The Civil Aviation Authority of the Philippines (CAAP) confirmed on Tuesday that the wreckage found near Mayon Volcano is the RP-C2080 plane that has been reported missing in Albay province since Feb. 18.
Civil aviation investigators onboard a reconnaissance flight identified the wreckage using a high-resolution camera, said spokesperson Eric Apolonio.
The condition of the pilot, crew and passengers—including two Australians–is still unknown because the search and rescue team, hampered by bad weather, has yet to reach the crash site.
On Tuesday, a Philippine Air Force (PAF) helicopter tried twice to reach the site but was unable to find a safe landing spot due to strong winds.
A Philippine Navy aircraft equipped with an infrared camera for heat detection was also used for another attempt.
Apolonio said the search team will all-terrain vehicles to reach the crash site by land once the weather permits.
The RP-C2080 aircraft lost communication with the air traffic control a few minutes after take off at the Bicol International Airport on Saturday. The plane was last contacted while abeam the Camalig Bypass Road at 6:46 a.m. that day.
CAAP said the missing aircraft operated by the Energy Development Corp. is compliant with the airworthiness certification.
Rescue teams began climbing an active volcano Tuesday in a “very risky operation” to reach the wreckage of the small plane, officials said.
Four people, including two Australians, were on board the Cessna 340 aircraft when it went missing Saturday morning after taking off for Manila from Bicol International Airport in the central province of Albay, several kilometers from Mayon volcano.
Manila-based Energy Development Corp. said previously the missing plane belonged to the company. The Australians were technical consultants for the renewable energy company.
Rain, clouds and the risk of an eruption have hampered efforts to reach the crash site.
The CAAP said the plane was on the western side of the volcano, about “3,500 to 4,000 feet” above sea level.
Attempts to lower rescue teams to the crash site by helicopter were aborted Tuesday due to strong winds and cloud cover, officials said.

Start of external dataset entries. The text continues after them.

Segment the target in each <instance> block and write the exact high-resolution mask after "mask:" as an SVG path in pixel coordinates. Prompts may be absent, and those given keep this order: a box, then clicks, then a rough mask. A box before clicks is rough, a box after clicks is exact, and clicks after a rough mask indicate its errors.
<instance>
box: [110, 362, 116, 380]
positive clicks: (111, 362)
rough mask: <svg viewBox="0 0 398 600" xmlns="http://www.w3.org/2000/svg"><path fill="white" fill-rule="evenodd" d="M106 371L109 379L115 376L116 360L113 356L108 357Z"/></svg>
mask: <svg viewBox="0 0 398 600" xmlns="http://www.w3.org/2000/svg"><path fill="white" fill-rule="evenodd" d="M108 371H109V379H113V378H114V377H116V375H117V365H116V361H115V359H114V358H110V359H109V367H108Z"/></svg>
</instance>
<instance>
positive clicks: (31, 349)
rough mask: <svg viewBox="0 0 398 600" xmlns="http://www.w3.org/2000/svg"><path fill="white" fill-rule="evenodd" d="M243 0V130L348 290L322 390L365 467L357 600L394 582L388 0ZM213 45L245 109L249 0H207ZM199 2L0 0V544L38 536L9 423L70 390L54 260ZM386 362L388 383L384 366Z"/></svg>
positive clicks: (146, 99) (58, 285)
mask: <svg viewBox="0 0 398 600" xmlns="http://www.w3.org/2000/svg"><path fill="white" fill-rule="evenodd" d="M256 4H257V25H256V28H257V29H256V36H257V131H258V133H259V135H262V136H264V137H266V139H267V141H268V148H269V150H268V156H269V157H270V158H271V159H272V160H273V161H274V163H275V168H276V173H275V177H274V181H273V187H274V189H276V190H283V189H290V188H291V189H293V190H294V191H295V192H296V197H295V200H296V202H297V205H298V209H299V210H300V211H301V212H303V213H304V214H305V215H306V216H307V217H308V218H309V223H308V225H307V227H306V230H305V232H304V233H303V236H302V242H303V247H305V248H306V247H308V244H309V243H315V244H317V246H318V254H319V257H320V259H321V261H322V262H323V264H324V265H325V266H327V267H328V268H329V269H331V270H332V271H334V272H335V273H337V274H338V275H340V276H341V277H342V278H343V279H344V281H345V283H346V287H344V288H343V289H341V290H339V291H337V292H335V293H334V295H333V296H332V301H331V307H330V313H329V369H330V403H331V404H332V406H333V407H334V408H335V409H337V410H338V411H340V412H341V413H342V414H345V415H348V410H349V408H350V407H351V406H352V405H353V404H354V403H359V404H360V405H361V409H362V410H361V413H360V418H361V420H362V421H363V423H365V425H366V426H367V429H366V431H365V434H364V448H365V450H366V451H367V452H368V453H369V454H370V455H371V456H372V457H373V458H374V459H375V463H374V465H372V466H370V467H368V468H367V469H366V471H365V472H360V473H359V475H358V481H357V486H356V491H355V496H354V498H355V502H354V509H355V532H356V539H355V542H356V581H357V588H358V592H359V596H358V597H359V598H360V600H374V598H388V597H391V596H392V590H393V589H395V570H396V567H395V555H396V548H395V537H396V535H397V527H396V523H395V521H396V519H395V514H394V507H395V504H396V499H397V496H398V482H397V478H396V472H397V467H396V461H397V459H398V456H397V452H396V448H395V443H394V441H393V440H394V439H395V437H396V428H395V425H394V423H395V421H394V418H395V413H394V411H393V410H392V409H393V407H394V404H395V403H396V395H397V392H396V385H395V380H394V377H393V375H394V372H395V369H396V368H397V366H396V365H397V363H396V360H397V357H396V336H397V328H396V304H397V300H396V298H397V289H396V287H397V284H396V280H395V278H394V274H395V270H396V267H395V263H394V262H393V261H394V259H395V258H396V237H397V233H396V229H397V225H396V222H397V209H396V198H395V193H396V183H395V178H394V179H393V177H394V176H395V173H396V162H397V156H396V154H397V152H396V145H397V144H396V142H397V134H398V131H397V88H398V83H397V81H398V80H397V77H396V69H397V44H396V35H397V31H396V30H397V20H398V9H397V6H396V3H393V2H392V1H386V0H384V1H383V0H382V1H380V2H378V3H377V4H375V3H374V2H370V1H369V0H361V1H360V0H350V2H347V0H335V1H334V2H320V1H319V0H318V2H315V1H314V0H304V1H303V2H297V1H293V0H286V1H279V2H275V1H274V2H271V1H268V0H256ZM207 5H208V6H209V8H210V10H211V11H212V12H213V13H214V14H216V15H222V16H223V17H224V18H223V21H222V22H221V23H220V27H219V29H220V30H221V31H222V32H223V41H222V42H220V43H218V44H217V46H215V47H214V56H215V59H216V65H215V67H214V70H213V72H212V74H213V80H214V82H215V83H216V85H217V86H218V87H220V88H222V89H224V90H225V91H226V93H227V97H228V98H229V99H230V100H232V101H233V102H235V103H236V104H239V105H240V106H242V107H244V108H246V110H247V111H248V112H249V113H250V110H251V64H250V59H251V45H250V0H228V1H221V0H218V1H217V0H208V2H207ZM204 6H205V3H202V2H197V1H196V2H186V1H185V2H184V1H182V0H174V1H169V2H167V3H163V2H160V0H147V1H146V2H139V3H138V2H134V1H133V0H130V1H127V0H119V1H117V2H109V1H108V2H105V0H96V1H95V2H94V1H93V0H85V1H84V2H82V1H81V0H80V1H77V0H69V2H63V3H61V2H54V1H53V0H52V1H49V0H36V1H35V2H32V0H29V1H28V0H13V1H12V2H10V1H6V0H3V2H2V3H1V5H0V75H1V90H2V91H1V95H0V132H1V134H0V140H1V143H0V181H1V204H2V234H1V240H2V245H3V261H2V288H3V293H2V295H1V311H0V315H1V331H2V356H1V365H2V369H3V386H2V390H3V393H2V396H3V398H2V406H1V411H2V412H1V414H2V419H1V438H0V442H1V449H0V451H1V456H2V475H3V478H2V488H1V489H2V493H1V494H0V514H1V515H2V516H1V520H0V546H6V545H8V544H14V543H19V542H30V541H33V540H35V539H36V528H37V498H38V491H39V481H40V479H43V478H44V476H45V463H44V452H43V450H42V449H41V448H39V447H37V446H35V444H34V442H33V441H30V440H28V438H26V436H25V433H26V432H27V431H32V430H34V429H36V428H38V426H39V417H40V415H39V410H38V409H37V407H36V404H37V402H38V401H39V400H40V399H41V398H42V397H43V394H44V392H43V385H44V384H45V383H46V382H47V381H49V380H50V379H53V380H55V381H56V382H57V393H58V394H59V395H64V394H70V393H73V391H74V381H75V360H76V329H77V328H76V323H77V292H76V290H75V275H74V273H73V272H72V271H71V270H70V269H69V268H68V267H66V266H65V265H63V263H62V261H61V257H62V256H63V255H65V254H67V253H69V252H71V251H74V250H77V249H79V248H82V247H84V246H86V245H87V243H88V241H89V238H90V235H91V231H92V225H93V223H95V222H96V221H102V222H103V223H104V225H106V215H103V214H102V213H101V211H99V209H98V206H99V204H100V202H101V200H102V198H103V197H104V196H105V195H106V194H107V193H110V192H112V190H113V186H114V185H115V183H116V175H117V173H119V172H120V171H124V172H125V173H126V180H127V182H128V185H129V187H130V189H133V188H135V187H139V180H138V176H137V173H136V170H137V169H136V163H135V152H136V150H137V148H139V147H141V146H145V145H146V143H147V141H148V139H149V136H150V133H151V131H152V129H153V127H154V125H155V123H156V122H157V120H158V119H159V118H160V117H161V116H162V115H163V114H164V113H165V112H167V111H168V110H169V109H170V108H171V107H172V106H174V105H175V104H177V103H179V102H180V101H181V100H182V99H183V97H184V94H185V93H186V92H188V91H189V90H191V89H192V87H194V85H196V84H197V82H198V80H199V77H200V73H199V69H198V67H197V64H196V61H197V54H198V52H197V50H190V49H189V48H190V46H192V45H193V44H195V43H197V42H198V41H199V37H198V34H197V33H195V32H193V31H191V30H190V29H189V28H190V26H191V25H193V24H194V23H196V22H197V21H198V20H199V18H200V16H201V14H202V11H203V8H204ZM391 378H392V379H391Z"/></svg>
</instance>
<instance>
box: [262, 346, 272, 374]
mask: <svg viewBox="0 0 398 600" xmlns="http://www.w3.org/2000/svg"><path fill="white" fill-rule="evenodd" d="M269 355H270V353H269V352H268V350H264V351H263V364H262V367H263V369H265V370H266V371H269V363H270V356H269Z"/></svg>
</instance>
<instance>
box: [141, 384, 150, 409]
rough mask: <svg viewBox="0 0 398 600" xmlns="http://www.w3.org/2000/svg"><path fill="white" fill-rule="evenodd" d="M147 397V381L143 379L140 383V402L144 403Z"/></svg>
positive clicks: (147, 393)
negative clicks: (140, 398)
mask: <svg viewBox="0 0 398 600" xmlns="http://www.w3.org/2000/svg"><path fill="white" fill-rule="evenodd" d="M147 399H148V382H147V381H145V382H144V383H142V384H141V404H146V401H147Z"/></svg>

Instead, search and rescue teams, including veteran mountaineers, began making the steep climb on foot.
They were expected to camp overnight and reach the crash site Wednesday, said Carlos Baldo, mayor of Camalig municipality, which overlaps the crash site.
Mayon is the most active volcano in the country and last erupted in 2018, spewing tons of ash, rocks and lava. Access to its slopes is restricted.

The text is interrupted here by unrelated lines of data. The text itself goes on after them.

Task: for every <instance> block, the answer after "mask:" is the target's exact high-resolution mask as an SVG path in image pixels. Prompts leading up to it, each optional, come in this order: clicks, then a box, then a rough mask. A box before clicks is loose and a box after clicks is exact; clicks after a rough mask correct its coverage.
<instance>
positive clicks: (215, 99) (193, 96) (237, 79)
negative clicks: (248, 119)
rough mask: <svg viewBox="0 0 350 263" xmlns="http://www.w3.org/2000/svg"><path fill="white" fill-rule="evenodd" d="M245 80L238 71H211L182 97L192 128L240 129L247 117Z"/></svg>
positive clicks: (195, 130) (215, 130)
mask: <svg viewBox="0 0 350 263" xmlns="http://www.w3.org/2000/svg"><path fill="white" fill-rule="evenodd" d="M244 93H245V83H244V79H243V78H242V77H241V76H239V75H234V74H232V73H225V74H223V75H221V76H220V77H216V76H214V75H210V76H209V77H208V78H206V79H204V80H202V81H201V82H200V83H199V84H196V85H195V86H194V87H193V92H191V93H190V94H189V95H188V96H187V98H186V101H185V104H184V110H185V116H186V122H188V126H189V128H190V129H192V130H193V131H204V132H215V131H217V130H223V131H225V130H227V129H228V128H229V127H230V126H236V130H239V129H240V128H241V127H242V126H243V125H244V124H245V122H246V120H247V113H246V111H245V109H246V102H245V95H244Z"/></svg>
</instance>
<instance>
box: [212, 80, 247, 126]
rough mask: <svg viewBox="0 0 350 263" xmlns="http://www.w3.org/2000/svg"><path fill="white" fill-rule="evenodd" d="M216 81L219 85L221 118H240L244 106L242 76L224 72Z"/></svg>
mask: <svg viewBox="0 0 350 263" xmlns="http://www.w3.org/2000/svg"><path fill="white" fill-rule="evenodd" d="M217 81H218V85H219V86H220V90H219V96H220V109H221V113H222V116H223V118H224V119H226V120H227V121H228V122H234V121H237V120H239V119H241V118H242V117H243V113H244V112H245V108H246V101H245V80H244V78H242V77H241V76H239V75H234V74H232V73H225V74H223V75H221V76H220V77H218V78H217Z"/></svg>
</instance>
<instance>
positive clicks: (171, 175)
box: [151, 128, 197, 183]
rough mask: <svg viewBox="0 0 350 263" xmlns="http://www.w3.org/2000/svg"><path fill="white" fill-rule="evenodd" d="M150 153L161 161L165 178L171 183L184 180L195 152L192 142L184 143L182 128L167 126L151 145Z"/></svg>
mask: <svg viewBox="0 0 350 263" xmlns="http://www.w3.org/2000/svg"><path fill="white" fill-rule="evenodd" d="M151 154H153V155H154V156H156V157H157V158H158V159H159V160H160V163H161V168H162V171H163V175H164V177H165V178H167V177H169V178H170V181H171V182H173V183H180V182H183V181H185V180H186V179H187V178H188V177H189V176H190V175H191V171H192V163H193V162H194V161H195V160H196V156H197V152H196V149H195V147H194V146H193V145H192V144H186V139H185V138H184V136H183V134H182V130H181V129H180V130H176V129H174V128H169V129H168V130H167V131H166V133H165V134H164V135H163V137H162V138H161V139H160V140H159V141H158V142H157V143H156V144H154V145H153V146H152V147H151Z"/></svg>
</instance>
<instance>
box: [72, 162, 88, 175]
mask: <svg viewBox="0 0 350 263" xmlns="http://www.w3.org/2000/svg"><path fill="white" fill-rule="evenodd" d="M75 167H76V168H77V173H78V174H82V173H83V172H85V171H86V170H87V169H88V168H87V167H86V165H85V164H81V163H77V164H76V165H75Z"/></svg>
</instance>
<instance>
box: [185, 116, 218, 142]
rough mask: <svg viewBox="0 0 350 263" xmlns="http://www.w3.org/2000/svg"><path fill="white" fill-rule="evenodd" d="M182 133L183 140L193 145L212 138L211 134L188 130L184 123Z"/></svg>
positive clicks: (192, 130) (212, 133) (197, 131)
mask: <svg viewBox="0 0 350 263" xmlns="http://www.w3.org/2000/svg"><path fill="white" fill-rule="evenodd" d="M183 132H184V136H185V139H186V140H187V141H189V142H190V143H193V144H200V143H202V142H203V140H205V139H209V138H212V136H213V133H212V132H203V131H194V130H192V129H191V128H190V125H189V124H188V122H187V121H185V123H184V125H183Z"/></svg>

Philippine Institute of Volcanology and Seismology director Teresito Bacolcol warned there was a risk of a “steam-driven eruption or a rockfall”.
“It’s a very risky operation,” Bacolcol said.
“If they are willing to take the risk, only professionally trained and experienced personnel should be involved.”
George Cordovilla, one of the mountaineers involved in the rescue effort, has climbed Mayon several times in the past and said it was a difficult ascent. With AFP (See full story online at manilastandard.net)
“It could easily erode and trigger rockfalls even if there’s no eruption. Some are caused by wind, water or rain,” he said.
Another Cessna plane went missing on Jan. 24 in the northern province of Isabela. That plane’s wreckage has still not been found, Apolonio said.
Despite the recent incidents involving Cessna planes, there is no reason to suspend their operation in the country, the CAAP stated.
“If we do that, other operators will suffer because of the issue. They are not part of one particular case, and it will be unfair for them,” Apolonio said.
Based on CAAP records,Textron Aviation (formerly Cessna) has 151 actively registered aircraft with the agency.